Пока генерал отлучался, Софос времени не терял.

– Почтенная госпожа, вот даты наших мероприятий и примерный список самых важных личностей, которые будут выступать вместе с Его Высочеством, – объяснил он, протягивая несколько листов бумаги. 

– Благодарю, почтенный Софос, – ответила Аполлин.

– Простите, что прерываю, – неловко встрял Киллиан, – но… Вы знакомы?
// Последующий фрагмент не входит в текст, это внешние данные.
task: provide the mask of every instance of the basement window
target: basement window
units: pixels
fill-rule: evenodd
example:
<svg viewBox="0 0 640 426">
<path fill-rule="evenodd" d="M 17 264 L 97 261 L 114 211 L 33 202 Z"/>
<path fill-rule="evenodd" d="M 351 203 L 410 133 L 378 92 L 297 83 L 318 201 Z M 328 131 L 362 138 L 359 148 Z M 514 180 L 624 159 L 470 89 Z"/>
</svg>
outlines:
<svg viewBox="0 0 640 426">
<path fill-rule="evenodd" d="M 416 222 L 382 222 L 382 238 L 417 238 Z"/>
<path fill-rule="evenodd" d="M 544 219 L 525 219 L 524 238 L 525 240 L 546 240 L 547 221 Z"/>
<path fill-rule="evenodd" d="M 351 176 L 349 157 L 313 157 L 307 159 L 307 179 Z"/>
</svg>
– Конечно, Ваше Высочество, – серьёзно кивнул учёный. – Мы же регулярно сотрудничаем во время праздников.

– Ваш придворный словесник – просто умничка, Ваше Высочество, – похвалила художница. – Пока что ни разу не опоздал с подачей мне текста. Ещё и если вносит изменения – обязательно проверяет, чтобы не сильно изменился объём!

– Это мелочи, почтенная госпожа, – неловко пожал плечами Софос. 

– Со скромником спорить можно вечно, – отмахнулась Аполлин. – Приступим же. Ваше Высочество, позвольте сесть напротив Вас. Давайте попробуем отрисовать несколько поз, чтобы у меня потом был выбор.

– Конечно. С какой начнём?

– Мне понравилось, как в середине Вашего танца Вы так выразительно сложили руки… как бы объяснить?

Киллиан примерно понял, чего от него хотели: он изогнулся всем телом, вытянув над головой руки так, что они продолжали изящную дугу. Вот только задержаться в таком положении оказалось крайне непросто.

– Почтенная Аполлин, Вы уверены, что такая сложная поза будет хорошо смотреться на листовке или афише? – уточнил он, вспомнив пару неудачных вариантов из прошлого.

– Я бы не посмела обмануть Ваше Высочество. Насчёт листовок пока сложно судить, но в афишах я мастер. Дайте мне краски и холст, и я заставлю весь город танцевать с Вами. Только меня не просите встать и станцевать.

Гильермо вернулся спустя довольно долгое время: Киллиан к тому моменту уже не чувствовал рук. Зато генерал был не один: компанию ему составляли два вполне ожидаемых тяжёлых стула с высокими прямыми спинками и совершенно нежданный Его Высочество. Седьмой был одет как для аудиенции: тяжёлые и пышные слои ткани, уложенные столь хитро, что решительно невозможно было разобрать, из каких же всё-таки деталей состоял его костюм; множество цепочек и подвесок на голове, на руках, на шее, на груди, на торсе, на широких полах одежд. И, конечно же, никуда не делась ни непроницаемая безликая маска, ни тяжёлый кулон, в котором Киллиан не мог разглядеть ключи, как ни старался. 

– Да ниспошлют Звёзды Вам прекрасный день, Ваше Высочество, – Аполлин поднялась, неловко покачнувшись.

– Прошу, сиди, почтенная госпожа, – остановил её принц. – Я лишь зашёл поинтересоваться, как продвигается работа. 

– Заканчиваю первый набросок, Ваше Высочество, – коротко сообщила художница. – Отлично подойдёт для большой афиши. 

– Отрадно слышать, – ответил на это Седьмой. – Позволите поприсутствовать?

– Кто же откажет Вашему Высочеству? 

– Я бы ни в коем случае не стал навязываться.

Аполлин вернулась к эскизам; Седьмой наблюдал за её работой, но тактично не комментировал.

– А знаете, Ваше Высочество, что мне только что устроил Ваш генерал? – весело спросила художница, не отрываясь от работы. 

– Что же, почтенная госпожа? – не без интереса откликнулся принц.

– Пытался заказать портрет, но не с натуры! 

Гильермо, сложив на груди мощные руки и задрав подбородок, оскорблённо отвернулся; Киллиан едва сдержал хохот, увидев, как генерал по-детски очаровательно выпятил нижнюю губу. 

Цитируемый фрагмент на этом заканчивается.